Guest Column | October 26, 2015

Automatic Updates: Set It And Forget It … I Don't Think So

By Ian Trump, Security Lead, MAXfocus

It’s true that Microsoft and other vendors have built automatic updating capability into their systems. Microsoft Office and some of the more common third-party applications, such as Adobe Flash, Adobe Reader, and others, have this functionality too. As a result, many organizations have used a combination of Group Policy Objects, the free Windows Update Services, and adjusting the corporate image of some products to do automatic updates. Sadly, these organizations are under the mistaken impression that they are managing their IT. However, those IT pros who have tried to adopt this kind of “set it and forget it” approach are setting themselves up for a number of nasty shocks, and could even end up getting fired

There are a lot of terrible things about auto-updating in the real world. For example, it’s highly possible, and indeed probable, that a Java update could render critical business websites or applications unavailable to a large number of users. This generates a tremendous amount of stress and pressure on IT teams to restore services. This is just one powerful reason why patches should be tested before mass deployment. If you’re not pretesting your patches, then you are putting your business and your career at risk. If you’re set to “auto,” every day a vendor pushes out a new patch could be your last.

IT history is littered with stories of auto-updates that have stopped working. Unfortunately, when they do there is no way for this to be noticed by busy IT staff. The choice to “auto-update it and forget it” introduces a false sense of security at best, and a gigantic vulnerability at worst. The reality is, if you’re not clean booting machines prior to patch deployment, there is a good chance the install is not going to work.

Furthermore, some auto-updates require administrative privileges to successfully deploy, and if your users all have those you are in for a whole heap of trouble, as you have ultimately lost control of your IT environment. You’re not managing IT you’re the equivalent of the cleaning staff in IT.

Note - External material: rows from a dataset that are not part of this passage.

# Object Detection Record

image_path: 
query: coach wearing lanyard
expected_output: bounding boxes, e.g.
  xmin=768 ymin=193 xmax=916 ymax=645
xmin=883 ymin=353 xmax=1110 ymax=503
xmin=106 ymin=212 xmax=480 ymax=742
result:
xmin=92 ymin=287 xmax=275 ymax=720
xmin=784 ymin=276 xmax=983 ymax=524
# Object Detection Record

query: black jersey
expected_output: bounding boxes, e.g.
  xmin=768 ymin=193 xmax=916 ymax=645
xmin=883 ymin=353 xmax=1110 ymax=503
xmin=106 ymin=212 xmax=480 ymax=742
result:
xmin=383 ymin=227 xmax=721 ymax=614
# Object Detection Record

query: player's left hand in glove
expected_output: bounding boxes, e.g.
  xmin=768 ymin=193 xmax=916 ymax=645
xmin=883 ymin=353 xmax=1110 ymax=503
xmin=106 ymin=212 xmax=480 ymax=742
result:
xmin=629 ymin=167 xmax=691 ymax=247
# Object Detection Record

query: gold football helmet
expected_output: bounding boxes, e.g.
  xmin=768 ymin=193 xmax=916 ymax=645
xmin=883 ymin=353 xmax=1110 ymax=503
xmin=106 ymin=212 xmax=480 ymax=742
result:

One of the key reasons that vendors issue patches is because of the discovery of an active exploit, which has been incorporated into the latest cybercrime toolkits. If some or all your machines are not updated properly, you have a situation where — especially in the case of Adobe Flash — bad things are going to happen. Those bad things are ransomware and Cryptolocker attacks; and they don’t just affect workstations they go after the file shares on a file server too. So if one (or more) machine(s) fail to auto update, and you don’t know, everybody ends up suffering.

With new Cryptolocker variants running around, which exploit Microsoft Office, Java, and Adobe Flash to name a few, do you really want to risk all your files to an infection because auto-update failed and you didn’t notice? This scenario has affected countless folks who have tried to rely on auto-updates, so don’t think it’s not going to happen to you.

And infection is only just the start of it … Once a security breach has occurred you have another — possibly career ending — problem on your hands. Whether you’re an IT services provider or internal IT person, you’re going to have a rough time convincing executives of your due diligence if you have set things to automatic and failed to notice they were not updating.

If you’re in a situation in which your reliance on auto-updating has caused a breach, expect awkward questions from regulatory bodies, government, or lawyers. Expect to be asked for evidence and documentation of your vulnerability (patch) management program (this blog will act as a good starting point of you don’t have a patch management program already). Not having one may expose you to allegations of not being compliant with regulatory requirements, or privacy law. It gets ugly from that point onwards.

When you sit down and think about it, placing your IT career in the hands of large vendors that provide limited update functionality (and no warning that it failed) is not a wise idea. A tool to coordinate patching, document your patching efforts, identify failed patches and, most importantly, test a patch on a single system before mass deployment is a much better option for your business and ultimately your future in IT.